| Actualité / journal SEV, Politique européenne des transports

Sous-traitance et exploitation dans l’UE

Victoire d’étape pour les syndicats

Plus de 800 collègues se sont rassemblés le 10 février 2026 à Strasbourg devant le Parlement européen. Ils exigeaient des règles claires pour le marché du travail dans l’UE, afin de mettre un terme aux chaînes abusives de sous-traitance et à la soumission non-régulée de mandats de travaux. Deux jours plus tard, le Parlement européen a voté dans le sens des syndicats.

Un exemple cité dans une intervention devant le Parlement européen est particulièrement choquant : il y a cinq ans, dans la ville belge d’Anvers, une école s’est effondrée alors qu’on y effectuait justement des travaux de construction. Cinq ouvriers y ont perdu la vie. Il a fallu plusieurs jours pour les identifier. Pourquoi ? Parce que personne ne savait exactement qui travaillait sur ce chantier. Pour cause : presque 250 entreprises et sous-traitants étaient impliqués. Personne n’a endossé la responsabilité de ce drame, et jusqu’à aujourd’hui, les familles des personnes décédées (trois Portugais, un Roumain et un Russe) n’ont touché aucune indemnisation.
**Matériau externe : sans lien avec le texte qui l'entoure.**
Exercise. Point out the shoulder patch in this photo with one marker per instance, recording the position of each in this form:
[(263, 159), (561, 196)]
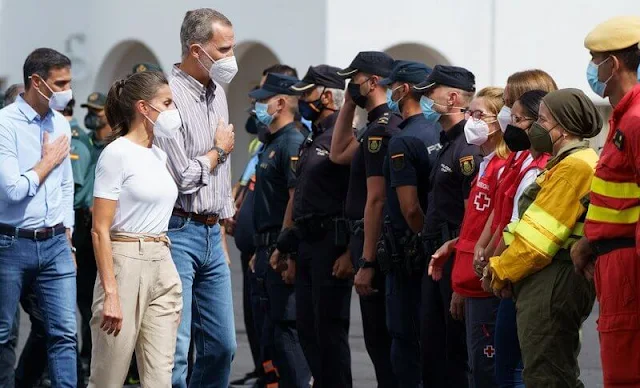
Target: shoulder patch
[(467, 165), (618, 139), (375, 143), (397, 161), (384, 119)]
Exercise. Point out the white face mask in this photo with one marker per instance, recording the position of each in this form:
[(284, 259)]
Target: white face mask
[(504, 117), (58, 100), (223, 70), (167, 123), (476, 132)]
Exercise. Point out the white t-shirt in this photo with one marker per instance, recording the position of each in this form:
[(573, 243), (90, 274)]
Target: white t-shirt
[(136, 177), (529, 177)]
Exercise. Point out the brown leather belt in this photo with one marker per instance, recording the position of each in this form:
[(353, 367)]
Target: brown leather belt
[(207, 219), (120, 238)]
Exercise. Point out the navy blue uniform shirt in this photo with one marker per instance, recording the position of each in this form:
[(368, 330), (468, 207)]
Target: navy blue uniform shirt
[(322, 185), (368, 160), (412, 153), (455, 168), (275, 175)]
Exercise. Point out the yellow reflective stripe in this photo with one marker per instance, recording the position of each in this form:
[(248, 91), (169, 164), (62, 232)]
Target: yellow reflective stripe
[(543, 219), (507, 235), (537, 238), (615, 189), (603, 214), (508, 238), (578, 230)]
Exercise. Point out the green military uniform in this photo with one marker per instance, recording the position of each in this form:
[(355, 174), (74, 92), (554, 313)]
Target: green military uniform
[(551, 287), (552, 300), (85, 150), (82, 164)]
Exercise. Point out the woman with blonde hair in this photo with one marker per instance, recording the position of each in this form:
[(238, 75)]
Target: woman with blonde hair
[(137, 298), (515, 117), (480, 307)]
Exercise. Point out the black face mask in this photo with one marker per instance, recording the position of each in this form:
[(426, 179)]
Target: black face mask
[(251, 126), (310, 110), (516, 138), (93, 122), (354, 92)]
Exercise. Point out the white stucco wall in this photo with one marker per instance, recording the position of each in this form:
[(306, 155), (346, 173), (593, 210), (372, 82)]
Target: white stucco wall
[(519, 35)]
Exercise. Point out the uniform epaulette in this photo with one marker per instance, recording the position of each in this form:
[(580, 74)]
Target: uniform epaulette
[(384, 120)]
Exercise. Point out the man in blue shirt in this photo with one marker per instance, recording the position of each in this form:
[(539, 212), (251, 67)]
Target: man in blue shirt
[(36, 210)]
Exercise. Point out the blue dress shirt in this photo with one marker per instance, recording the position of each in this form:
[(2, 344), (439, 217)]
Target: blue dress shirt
[(25, 202)]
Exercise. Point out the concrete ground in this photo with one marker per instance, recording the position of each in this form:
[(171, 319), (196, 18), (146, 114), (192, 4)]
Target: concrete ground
[(361, 364)]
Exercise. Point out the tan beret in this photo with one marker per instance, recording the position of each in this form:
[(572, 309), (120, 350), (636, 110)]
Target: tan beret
[(614, 34)]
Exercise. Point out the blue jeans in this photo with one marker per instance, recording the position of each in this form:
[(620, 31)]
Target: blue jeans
[(508, 362), (403, 321), (207, 304), (48, 266)]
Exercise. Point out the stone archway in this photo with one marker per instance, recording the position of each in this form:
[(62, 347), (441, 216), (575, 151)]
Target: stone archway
[(253, 58), (417, 52), (120, 60)]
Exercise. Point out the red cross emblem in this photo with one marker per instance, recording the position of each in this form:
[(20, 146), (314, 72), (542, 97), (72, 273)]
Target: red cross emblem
[(489, 351), (482, 201)]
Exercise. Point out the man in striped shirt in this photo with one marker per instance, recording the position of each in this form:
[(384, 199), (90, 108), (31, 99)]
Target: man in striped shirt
[(198, 162)]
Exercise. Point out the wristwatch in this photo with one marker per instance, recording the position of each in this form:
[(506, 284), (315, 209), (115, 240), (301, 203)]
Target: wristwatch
[(222, 155), (363, 263)]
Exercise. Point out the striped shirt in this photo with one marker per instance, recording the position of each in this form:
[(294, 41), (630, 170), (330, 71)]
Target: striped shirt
[(200, 107)]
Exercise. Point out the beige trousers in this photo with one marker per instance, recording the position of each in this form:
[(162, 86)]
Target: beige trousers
[(150, 294)]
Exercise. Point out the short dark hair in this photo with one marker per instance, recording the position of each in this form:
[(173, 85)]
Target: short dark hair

Cet exemple illustre à quel point les entreprises confient de plus en plus fréquemment des mandats à des sous-traitants, qui les transmettent à leur tour à d’autres sous-traitants.

Les entreprises réalisent des bénéfices sur ces contrats. En revanche, au bout de la chaîne, les ouvrier·es perçoivent des salaires de misère et sont soumis à des conditions de travail dangereuses. Les syndicats observent que le dumping salarial et l’exploitation inhérents à ce système existent non seulement dans la construction, mais aussi dans de nombreuses autres branches. Livia Spera, secrétaire générale de la Fédération européenne des travailleurs des transports (ETF), dont le SEV fait partie, constate que le secteur des transports n’est pas épargné : « Des chaînes de livraison sans fin et des couches d’intermédiaires d’une extrême densité dégradent en effet les conditions de travail. Nous avons dénoncé ces abus – maintenant il faut agir. »

À travail égal, salaire égal !

Les mandats confiés abusivement en sous-traitance menacent aussi la branche des transports aussi en Suisse. C’est pourquoi le SEV a envoyé une petite délégation à Strasbourg pour y soutenir la manifestation. Vice-président du SEV, Pablo Guarino explique clairement pourquoi il importe que les syndicats se serrent désormais les coudes : « Lorsque des salarié·es ne disposent pas des mêmes conditions de travail, alors qu’ils effectuent pourtant la même tâche au même endroit, cela conduit au dumping salarial. Nous ne pouvons pas accepter cela ! »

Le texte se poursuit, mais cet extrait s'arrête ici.